TLDRs;
- HUL sells Nutritionalab stake to focus on high-growth premium brands in India.
- Portfolio reshuffle emphasizes Beauty & Wellbeing, Home Care liquids investments.
- Quarterly profits pressured by competition, price cuts, and higher acquisition costs.
- Investors watch if premium strategy can drive revenue without margin erosion.
Mumbai, March 6, 2026 – Shares of Unilever (UL) saw a modest dip on Friday following the announcement that Hindustan Unilever, the company’s Indian arm, has completed the sale of its entire 19.8% stake in Nutritionalab Private Limited.
The divestment, valued at roughly 307 crore rupees (~3.07 billion rupees), marks a strategic pivot as the consumer goods giant refocuses on premium, high-growth segments.
HUL Exits Nutritionalab
The exit from Nutritionalab comes as part of a broader “portfolio transformation,” according to HUL’s recent filings. Earlier this month, the company finalized the sale alongside the acquisition of the remaining 49% stake in OZiva, signaling a clear decision to concentrate resources on fewer, but bigger, growth opportunities.
During a recent earnings call, finance chief Niranjan Gupta emphasized that the Nutritionalab sale was not a reflection of its performance. Instead, HUL intends to double down on OZiva and other premium brands poised for accelerated growth in the Indian market. CEO Priya Nair highlighted that this strategic move is designed to “scale our brands and create categories of the future.”

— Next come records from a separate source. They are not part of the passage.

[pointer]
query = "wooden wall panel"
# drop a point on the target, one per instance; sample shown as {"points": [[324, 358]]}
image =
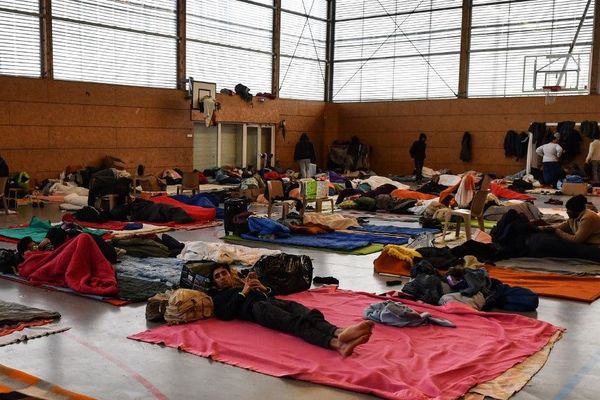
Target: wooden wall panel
{"points": [[300, 116], [47, 125], [391, 127]]}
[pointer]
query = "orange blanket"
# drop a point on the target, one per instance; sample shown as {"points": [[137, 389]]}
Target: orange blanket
{"points": [[579, 288]]}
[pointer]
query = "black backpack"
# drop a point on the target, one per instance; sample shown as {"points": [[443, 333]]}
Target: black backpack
{"points": [[244, 92], [285, 273]]}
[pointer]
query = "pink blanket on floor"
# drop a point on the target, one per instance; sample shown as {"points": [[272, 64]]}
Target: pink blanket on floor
{"points": [[77, 264], [426, 362], [505, 193]]}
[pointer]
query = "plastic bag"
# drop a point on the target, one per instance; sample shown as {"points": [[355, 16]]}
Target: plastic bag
{"points": [[285, 273]]}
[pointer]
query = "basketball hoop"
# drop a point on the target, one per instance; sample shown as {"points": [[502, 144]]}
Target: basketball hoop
{"points": [[550, 93]]}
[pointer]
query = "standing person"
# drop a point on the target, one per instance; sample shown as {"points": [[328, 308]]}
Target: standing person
{"points": [[4, 173], [593, 158], [304, 154], [417, 153], [550, 153], [251, 301]]}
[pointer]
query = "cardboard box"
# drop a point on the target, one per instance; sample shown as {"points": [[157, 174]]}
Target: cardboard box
{"points": [[196, 275], [573, 189]]}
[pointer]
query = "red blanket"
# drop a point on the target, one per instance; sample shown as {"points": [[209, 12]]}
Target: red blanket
{"points": [[196, 212], [78, 264], [426, 362]]}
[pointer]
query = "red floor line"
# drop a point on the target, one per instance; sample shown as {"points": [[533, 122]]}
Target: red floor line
{"points": [[143, 381]]}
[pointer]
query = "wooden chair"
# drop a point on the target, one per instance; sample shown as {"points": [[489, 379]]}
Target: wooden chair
{"points": [[276, 194], [466, 214], [189, 181], [3, 182], [318, 201], [485, 183]]}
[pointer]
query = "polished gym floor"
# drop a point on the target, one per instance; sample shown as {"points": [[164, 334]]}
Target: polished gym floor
{"points": [[95, 358]]}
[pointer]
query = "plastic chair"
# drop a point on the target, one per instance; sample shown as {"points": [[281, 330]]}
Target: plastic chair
{"points": [[319, 201], [275, 198], [3, 182], [466, 214], [189, 181]]}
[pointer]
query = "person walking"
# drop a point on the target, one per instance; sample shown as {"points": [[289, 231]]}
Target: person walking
{"points": [[550, 153], [593, 158], [417, 153], [304, 154]]}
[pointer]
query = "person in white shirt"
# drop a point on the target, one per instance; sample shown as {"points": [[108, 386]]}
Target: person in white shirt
{"points": [[593, 158], [550, 153]]}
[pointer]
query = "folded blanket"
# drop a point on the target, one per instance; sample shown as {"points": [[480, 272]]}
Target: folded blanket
{"points": [[77, 264]]}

Premium Push Drives Investment
HUL is backing its premium push with significant capital allocation. On February 18, the company announced plans to invest up to 2,000 crore rupees over the next two years to enhance production capabilities in Beauty & Wellbeing and Home Care liquids. These categories are viewed as key growth drivers for both India and the United States, where the company expects robust demand despite softening sales in other regions.

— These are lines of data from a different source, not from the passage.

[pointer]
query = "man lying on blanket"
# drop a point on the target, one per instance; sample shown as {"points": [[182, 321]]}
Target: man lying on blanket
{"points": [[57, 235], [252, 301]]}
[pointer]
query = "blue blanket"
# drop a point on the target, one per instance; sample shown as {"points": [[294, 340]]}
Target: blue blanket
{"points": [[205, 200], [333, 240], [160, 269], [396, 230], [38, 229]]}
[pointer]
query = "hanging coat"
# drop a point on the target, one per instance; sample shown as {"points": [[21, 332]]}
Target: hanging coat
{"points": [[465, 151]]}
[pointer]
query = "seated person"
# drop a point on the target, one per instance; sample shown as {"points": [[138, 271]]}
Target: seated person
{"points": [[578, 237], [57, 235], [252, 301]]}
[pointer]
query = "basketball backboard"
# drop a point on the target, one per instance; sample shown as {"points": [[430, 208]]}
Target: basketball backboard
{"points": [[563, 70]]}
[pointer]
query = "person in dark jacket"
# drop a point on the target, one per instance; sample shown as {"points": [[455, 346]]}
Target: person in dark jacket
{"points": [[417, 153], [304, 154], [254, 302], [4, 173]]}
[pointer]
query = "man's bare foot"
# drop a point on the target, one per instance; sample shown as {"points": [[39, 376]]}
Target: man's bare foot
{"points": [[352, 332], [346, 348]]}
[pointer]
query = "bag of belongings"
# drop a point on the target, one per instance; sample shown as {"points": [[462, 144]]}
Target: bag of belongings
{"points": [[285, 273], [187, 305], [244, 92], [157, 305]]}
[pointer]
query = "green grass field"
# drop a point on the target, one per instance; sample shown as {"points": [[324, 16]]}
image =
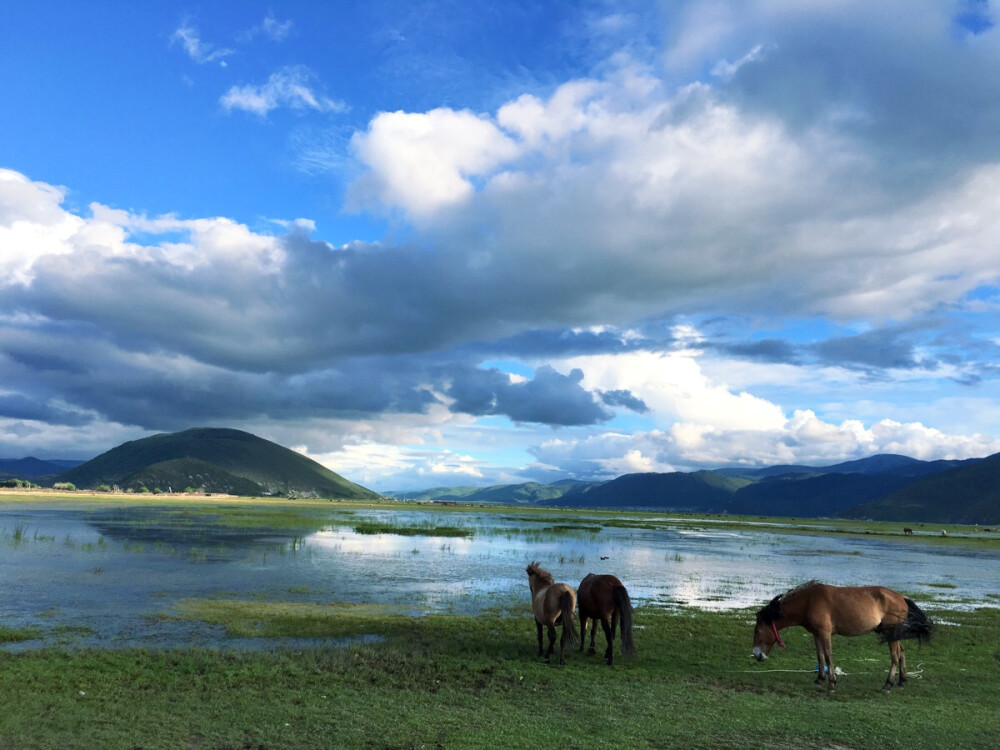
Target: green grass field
{"points": [[458, 681]]}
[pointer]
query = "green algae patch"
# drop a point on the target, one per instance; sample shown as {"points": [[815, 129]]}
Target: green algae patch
{"points": [[261, 619]]}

CEO Fernando Fernandez has reiterated that the focus on personal care, beauty, and wellbeing represents the backbone of the company’s long-term strategy. Analysts note that this approach mirrors a broader trend among major consumer goods players, including Reckitt and Nestle, who are similarly consolidating portfolios around higher-margin, faster-growing brands.

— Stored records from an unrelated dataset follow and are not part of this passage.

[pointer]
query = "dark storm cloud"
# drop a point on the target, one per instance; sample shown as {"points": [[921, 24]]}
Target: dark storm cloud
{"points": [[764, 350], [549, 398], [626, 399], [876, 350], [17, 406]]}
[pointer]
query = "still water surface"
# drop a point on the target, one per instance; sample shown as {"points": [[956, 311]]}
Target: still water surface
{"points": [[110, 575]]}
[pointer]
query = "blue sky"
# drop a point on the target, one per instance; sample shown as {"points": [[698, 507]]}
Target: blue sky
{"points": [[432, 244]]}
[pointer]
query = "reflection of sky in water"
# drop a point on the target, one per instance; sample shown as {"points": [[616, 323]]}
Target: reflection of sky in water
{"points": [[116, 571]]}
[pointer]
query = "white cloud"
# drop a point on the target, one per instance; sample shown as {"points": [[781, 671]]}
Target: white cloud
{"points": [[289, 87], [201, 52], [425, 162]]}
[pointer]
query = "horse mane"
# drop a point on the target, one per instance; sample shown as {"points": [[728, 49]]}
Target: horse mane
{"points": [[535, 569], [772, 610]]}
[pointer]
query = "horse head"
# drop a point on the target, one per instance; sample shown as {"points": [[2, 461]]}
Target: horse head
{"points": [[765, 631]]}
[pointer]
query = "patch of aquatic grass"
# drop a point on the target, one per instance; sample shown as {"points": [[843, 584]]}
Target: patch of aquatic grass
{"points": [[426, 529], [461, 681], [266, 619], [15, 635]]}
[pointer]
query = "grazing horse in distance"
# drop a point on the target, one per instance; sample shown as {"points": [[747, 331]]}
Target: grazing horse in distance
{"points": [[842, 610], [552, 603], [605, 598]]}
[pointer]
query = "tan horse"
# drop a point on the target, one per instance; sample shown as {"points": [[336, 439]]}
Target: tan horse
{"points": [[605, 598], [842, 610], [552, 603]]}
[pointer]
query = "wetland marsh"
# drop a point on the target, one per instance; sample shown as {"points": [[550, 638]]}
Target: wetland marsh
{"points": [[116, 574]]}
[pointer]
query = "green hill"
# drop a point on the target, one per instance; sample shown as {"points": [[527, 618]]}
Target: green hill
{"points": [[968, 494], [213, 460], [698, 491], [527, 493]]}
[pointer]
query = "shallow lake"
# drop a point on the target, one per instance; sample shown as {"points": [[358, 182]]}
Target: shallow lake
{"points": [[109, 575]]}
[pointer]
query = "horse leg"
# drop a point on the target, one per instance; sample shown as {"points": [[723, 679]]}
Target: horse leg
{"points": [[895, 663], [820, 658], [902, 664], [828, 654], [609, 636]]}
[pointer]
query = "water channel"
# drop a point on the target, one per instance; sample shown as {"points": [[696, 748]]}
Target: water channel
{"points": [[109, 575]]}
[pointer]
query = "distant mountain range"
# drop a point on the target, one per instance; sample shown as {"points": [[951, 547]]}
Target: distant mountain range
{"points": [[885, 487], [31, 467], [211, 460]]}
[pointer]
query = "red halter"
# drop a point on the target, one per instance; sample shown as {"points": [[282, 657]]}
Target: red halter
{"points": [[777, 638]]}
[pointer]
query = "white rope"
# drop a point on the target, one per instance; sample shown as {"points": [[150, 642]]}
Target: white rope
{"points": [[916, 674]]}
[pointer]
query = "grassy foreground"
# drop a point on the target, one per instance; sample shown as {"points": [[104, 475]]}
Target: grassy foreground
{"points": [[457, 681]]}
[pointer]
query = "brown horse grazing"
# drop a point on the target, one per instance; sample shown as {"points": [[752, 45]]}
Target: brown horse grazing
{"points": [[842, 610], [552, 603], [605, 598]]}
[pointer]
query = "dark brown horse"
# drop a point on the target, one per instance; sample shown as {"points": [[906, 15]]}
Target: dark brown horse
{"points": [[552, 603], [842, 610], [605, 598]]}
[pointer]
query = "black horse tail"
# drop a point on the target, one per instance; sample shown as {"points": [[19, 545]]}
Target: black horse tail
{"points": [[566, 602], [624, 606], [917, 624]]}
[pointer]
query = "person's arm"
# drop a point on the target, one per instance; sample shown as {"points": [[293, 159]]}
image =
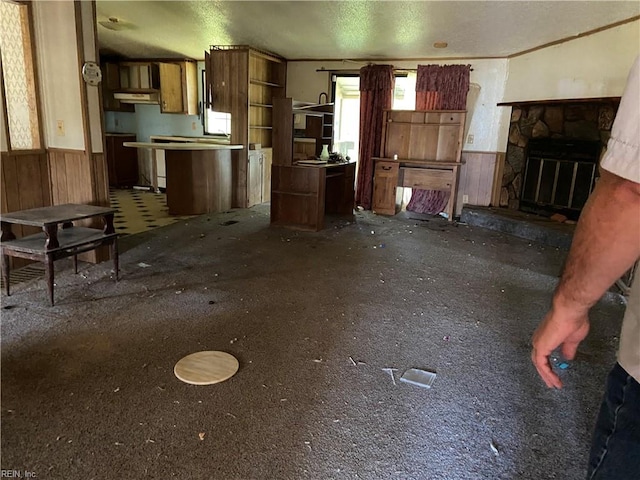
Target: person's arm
{"points": [[605, 245]]}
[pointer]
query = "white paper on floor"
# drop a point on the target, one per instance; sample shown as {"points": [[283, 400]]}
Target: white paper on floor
{"points": [[416, 376]]}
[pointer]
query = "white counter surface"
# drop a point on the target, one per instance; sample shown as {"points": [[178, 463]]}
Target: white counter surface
{"points": [[176, 138], [182, 146]]}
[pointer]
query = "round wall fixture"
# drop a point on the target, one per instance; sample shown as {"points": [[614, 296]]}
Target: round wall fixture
{"points": [[91, 73], [206, 368]]}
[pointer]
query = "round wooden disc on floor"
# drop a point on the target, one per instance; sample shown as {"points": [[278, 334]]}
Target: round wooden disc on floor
{"points": [[206, 368]]}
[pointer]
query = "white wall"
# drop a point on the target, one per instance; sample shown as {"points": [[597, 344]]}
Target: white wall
{"points": [[485, 121], [57, 57], [588, 67]]}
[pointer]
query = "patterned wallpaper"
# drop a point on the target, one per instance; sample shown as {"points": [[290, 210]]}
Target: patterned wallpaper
{"points": [[19, 84]]}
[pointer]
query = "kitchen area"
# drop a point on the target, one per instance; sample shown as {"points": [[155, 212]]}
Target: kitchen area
{"points": [[148, 104]]}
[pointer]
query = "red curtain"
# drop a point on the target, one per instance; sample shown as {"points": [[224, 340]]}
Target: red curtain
{"points": [[376, 93], [438, 88]]}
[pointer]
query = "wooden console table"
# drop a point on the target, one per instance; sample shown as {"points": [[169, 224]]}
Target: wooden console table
{"points": [[54, 244], [301, 194]]}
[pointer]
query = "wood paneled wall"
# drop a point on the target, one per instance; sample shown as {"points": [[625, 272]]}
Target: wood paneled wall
{"points": [[78, 177], [477, 177], [25, 184]]}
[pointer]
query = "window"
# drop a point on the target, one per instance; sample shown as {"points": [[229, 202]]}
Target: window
{"points": [[18, 76]]}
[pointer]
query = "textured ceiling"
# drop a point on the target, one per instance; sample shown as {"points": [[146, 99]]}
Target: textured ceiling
{"points": [[351, 29]]}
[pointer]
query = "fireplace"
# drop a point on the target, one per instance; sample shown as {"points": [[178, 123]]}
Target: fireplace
{"points": [[552, 153], [559, 175]]}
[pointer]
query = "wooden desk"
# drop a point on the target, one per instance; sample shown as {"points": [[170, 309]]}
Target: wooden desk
{"points": [[390, 173], [301, 194], [420, 149], [52, 244]]}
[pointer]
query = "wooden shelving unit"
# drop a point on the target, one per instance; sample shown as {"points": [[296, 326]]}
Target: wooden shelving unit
{"points": [[243, 81]]}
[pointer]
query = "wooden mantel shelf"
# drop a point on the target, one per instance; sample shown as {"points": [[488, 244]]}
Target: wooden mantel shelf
{"points": [[559, 101]]}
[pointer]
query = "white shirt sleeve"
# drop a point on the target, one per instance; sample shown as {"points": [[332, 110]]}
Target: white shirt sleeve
{"points": [[622, 157]]}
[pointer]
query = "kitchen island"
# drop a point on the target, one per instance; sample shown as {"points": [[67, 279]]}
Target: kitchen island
{"points": [[199, 175]]}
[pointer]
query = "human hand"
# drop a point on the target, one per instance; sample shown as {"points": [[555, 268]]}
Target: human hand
{"points": [[559, 327]]}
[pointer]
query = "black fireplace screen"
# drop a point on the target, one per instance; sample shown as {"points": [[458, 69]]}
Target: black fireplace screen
{"points": [[559, 175]]}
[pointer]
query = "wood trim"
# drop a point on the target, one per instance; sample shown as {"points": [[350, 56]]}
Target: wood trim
{"points": [[24, 152], [574, 37], [497, 179], [65, 150], [100, 97], [83, 86], [36, 92], [560, 101], [4, 108], [36, 76]]}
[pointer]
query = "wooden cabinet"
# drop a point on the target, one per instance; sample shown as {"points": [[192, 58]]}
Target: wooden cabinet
{"points": [[385, 188], [244, 82], [111, 85], [259, 176], [122, 162], [175, 82], [420, 150], [318, 127]]}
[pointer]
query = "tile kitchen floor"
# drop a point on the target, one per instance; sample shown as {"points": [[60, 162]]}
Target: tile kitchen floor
{"points": [[140, 210]]}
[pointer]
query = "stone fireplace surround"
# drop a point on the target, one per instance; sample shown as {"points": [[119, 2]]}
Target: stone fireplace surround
{"points": [[581, 119]]}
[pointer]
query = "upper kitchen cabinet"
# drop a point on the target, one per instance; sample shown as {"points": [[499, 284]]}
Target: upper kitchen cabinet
{"points": [[243, 81], [171, 84], [111, 85]]}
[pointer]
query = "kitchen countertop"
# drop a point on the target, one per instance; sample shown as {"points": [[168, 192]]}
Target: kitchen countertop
{"points": [[182, 146], [175, 138]]}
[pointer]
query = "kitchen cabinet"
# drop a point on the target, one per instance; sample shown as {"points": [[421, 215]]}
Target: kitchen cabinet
{"points": [[244, 82], [122, 162], [259, 176], [320, 125], [175, 82], [111, 85], [296, 123]]}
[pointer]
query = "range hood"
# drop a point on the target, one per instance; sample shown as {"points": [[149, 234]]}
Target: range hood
{"points": [[146, 98]]}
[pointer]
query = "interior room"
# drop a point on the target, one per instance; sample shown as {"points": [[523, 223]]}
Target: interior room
{"points": [[273, 182]]}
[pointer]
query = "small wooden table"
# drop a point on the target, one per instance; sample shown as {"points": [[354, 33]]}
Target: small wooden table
{"points": [[52, 244]]}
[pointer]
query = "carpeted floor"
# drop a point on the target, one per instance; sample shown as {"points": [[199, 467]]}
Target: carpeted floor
{"points": [[315, 320]]}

Market Pressures Challenge Margins
Despite the strategic clarity, Unilever’s recent quarterly results highlighted challenges for margins. HUL reported a 15% decline in profits due to competitive pricing pressures, increased acquisition costs, and fewer product launches. Distribution-led growth partially offset these pressures, with a reported 4% volume increase cited as a modest bright spot.
Independent consultants point to the rise of direct-to-consumer (D2C) brands in India, which are reshaping consumer habits and compelling established players like HUL to accelerate portfolio rotation. Analysts note that the premium strategy is ambitious but carries execution risk, particularly in balancing revenue growth with margin protection.
Investors Watch Premium Strategy
The market’s slight reaction reflects cautious optimism. While the Nutritionalab exit frees resources for high-potential brands, investors are evaluating whether HUL’s aggressive premium strategy can translate into sustainable earnings.
With the company emphasizing efficiency, decisiveness in portfolio decisions, and targeted investment in beauty and wellbeing, the next few quarters will be closely monitored for margin stability and revenue growth.
As consumer tastes continue to evolve and competition intensifies, Unilever’s ability to capitalize on its premium bets will likely determine the trajectory of UL stock in India and globally.